Cell Ranger ATAC2.1, printed on 11/17/2024
The cellranger-atac
pipeline requires FASTQ files as input, which
will typically come from running cellranger-atac mkfastq,
a 10x Genomics-aware convenience wrapper for bcl2fastq. However, it is possible to
use FASTQ files from other sources, such as bcl2fastq or BCL Convert from Illumina®, a published dataset, or our bamtofastq. Here are the arguments available for
specifying which FASTQ files cellranger-atac should use:
Argument | Brief Description |
---|---|
--fastqs |
Required. The folder containing the FASTQ files to be analyzed. Generally, this will be the fastq_path folder generated by cellranger-atac mkfastq. If the files are in multiple folders, for instance because one library was sequenced across multiple flow cells, supply a comma-separated list of paths. |
--sample |
Optional. Sample name to analyze. This will be as specified in the sample sheet supplied to mkfastq or bcl2fastq.
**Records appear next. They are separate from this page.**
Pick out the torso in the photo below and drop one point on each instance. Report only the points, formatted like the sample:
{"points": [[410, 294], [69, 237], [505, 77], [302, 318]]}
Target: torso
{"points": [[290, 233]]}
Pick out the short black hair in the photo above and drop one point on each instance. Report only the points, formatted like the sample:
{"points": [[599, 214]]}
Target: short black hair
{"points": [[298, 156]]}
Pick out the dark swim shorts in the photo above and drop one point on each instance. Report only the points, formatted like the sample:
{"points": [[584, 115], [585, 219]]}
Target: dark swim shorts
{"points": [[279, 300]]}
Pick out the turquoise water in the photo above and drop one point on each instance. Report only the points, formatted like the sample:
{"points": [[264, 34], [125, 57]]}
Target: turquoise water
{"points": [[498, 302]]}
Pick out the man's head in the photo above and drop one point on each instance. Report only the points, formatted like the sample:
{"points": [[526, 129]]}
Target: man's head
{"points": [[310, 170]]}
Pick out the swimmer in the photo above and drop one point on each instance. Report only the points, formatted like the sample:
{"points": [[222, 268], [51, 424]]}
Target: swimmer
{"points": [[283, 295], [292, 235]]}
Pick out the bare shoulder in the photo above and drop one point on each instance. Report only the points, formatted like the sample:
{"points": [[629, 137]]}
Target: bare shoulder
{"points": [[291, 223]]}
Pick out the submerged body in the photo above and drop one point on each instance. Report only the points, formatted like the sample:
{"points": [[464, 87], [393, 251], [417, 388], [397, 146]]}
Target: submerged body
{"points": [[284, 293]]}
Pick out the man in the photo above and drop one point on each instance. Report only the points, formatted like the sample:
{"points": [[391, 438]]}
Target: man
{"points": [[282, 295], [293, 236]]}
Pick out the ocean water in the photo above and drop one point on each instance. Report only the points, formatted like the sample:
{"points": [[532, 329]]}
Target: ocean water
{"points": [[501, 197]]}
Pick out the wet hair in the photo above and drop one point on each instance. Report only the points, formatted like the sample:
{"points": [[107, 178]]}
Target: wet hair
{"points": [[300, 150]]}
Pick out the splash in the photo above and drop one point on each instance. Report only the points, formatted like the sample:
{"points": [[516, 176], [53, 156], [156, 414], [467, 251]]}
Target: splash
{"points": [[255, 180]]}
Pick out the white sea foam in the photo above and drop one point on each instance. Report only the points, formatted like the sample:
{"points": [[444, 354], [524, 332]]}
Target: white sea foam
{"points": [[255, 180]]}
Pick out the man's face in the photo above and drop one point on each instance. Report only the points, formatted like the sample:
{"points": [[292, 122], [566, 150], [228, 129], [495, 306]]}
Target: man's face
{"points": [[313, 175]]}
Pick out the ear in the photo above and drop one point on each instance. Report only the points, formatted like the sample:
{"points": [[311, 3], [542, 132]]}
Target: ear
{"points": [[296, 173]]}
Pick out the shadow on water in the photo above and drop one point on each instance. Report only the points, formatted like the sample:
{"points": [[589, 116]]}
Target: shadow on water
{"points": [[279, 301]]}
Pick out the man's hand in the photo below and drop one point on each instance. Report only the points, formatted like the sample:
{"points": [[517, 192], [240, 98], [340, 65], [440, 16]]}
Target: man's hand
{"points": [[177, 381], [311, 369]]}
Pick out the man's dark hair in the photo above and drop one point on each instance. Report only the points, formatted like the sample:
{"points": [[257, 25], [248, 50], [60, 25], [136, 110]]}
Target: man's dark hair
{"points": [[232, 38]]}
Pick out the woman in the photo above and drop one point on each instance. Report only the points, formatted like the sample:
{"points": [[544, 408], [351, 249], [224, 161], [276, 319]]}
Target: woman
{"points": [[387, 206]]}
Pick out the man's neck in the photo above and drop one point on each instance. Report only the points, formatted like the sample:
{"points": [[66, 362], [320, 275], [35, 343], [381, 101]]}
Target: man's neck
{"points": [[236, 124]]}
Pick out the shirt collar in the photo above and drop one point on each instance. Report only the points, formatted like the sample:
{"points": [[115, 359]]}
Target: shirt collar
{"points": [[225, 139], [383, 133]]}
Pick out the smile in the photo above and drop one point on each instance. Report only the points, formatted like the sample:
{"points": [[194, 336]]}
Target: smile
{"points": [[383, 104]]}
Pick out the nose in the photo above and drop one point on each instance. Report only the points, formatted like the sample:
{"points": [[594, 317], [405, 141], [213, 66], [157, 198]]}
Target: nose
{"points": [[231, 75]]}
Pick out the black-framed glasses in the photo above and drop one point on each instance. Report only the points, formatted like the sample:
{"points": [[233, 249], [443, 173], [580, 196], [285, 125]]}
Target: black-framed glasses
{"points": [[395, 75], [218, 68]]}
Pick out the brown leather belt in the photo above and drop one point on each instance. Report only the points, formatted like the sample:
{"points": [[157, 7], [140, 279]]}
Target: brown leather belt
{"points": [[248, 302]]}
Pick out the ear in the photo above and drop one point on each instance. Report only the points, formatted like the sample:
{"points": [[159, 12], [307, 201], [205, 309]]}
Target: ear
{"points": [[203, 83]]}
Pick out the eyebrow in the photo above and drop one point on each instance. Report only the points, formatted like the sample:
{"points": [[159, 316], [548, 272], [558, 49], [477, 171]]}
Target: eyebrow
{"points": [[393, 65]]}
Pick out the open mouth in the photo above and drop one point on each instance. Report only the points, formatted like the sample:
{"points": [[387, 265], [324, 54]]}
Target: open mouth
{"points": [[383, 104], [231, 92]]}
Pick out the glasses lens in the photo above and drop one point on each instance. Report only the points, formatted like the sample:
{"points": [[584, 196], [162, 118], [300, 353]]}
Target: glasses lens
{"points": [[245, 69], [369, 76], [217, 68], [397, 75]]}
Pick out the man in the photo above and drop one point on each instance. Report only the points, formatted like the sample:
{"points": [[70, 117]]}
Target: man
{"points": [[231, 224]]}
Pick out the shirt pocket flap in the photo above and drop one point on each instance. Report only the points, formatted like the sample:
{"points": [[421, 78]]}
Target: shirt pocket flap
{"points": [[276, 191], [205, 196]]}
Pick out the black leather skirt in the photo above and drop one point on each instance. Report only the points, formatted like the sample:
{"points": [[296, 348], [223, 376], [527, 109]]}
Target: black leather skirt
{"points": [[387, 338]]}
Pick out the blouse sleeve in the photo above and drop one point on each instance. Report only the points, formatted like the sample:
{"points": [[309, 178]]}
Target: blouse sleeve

Multiple names may be supplied as a comma-separated list, in which case they will be treated as one sample. |
--lanes | Optional. Lanes associated with this sample. Defaults to all lanes. |
--indices | Deprecated/Optional. Only used for output from cellranger-atac demux. Sample indices associated with this sample |
There is a wide range of ways bcl2fastq and mkfastq can be invoked, resulting in a wide range of potential file names and locations as the output. Since finding the right FASTQ files to process and the right arguments to process those files as desired can be confusing, some common scenarios are illustrated here.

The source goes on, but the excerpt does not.